David grinned. “Poor Chumley. Deirdre can be very moody. There’s no way for him to know what he’s getting into. Anyway, if they ask us to dinner again, how about it?”
“Is this some kind of test?” She waited for his reply.
Instead of answering, he said, “Have I mentioned Deirdre’s hair is red now? I guess she wants to jazz herself up, make herself look younger, but to tell you the truth she’s still kind of worn-down and ordinary.”
Twisting the truth to protect her; what had she to fear from this older woman? Molly couldn’t help smiling. She went to him. “David, David…” She kissed him then backed away a step and stared at him. “Okay,” she said, “if they invite us again, we’ll go. But I’m not sharing any dip with her.”
Molly watched him tilt back his head and finish his glass of water. She realized she’d been holding her breath, as if she’d been the one drinking. She moved closer to him and pressed her head into his shoulder. He hugged her, and she felt his hand gently patting her back. There was no reason to tell him about the woman in the park now, no point in pushing him on the subject. He might consider her paranoid about Deirdre, and he might be right. New York was undeniably well stocked with leggy women who jogged and wore baseball caps and sunglasses.
“Michael at Bernice’s again?” David asked.
She nodded, prodding his chest with her forehead.
“Let’s get him,” he said, “then the three of us can go out and have some supper. Sound okay?”
“Sounds fine.” She remembered the last time he’d suggested dinner under similar circumstances. It had been for just the two of them. She liked it better this way.
“Any preferences?” he asked.
“Anywhere but the Rainbow Room.”
They settled on hot dogs from the vendor down the street.
David had been so reasonable she knew she’d been unreasonable. He could do that to her; it was one of the few infuriating things about him.
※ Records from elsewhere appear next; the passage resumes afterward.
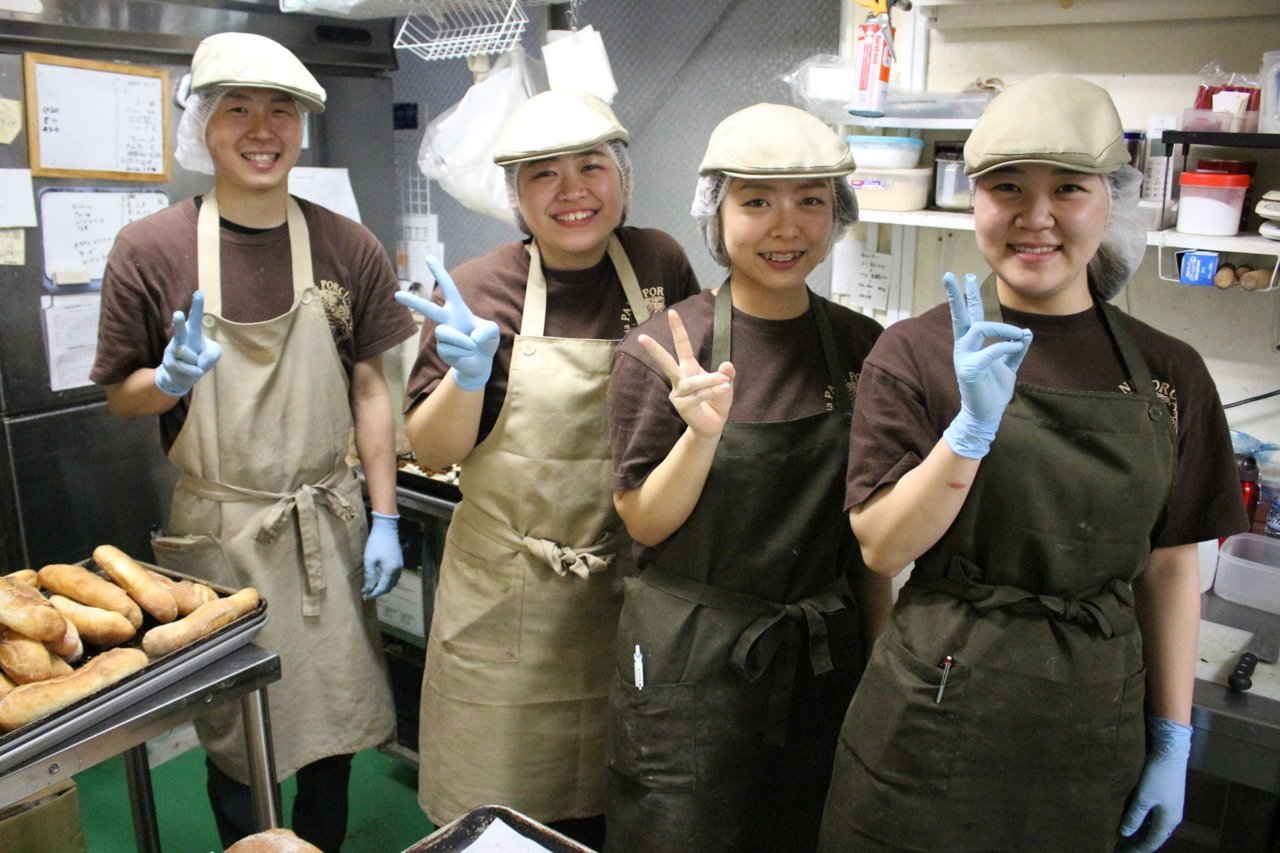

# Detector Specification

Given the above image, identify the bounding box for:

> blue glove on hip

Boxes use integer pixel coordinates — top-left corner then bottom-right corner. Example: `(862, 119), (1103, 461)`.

(360, 512), (404, 601)
(156, 291), (223, 397)
(1120, 717), (1192, 853)
(396, 257), (499, 391)
(942, 273), (1032, 459)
But he was right, she knew. She’d become unsettled about a woman she’d never met, who might indeed have nothing to do with the jogger Molly had seen in the park. Probably had nothing to do with her.
Not that it mattered, since Deirdre would soon be leaving New York to return to her home.
The only thing remotely bothering Molly now was a persistent feeling that she’d shied away from a fear she should have faced. And maybe she should have had more faith in David.
More faith in herself and the two of them together.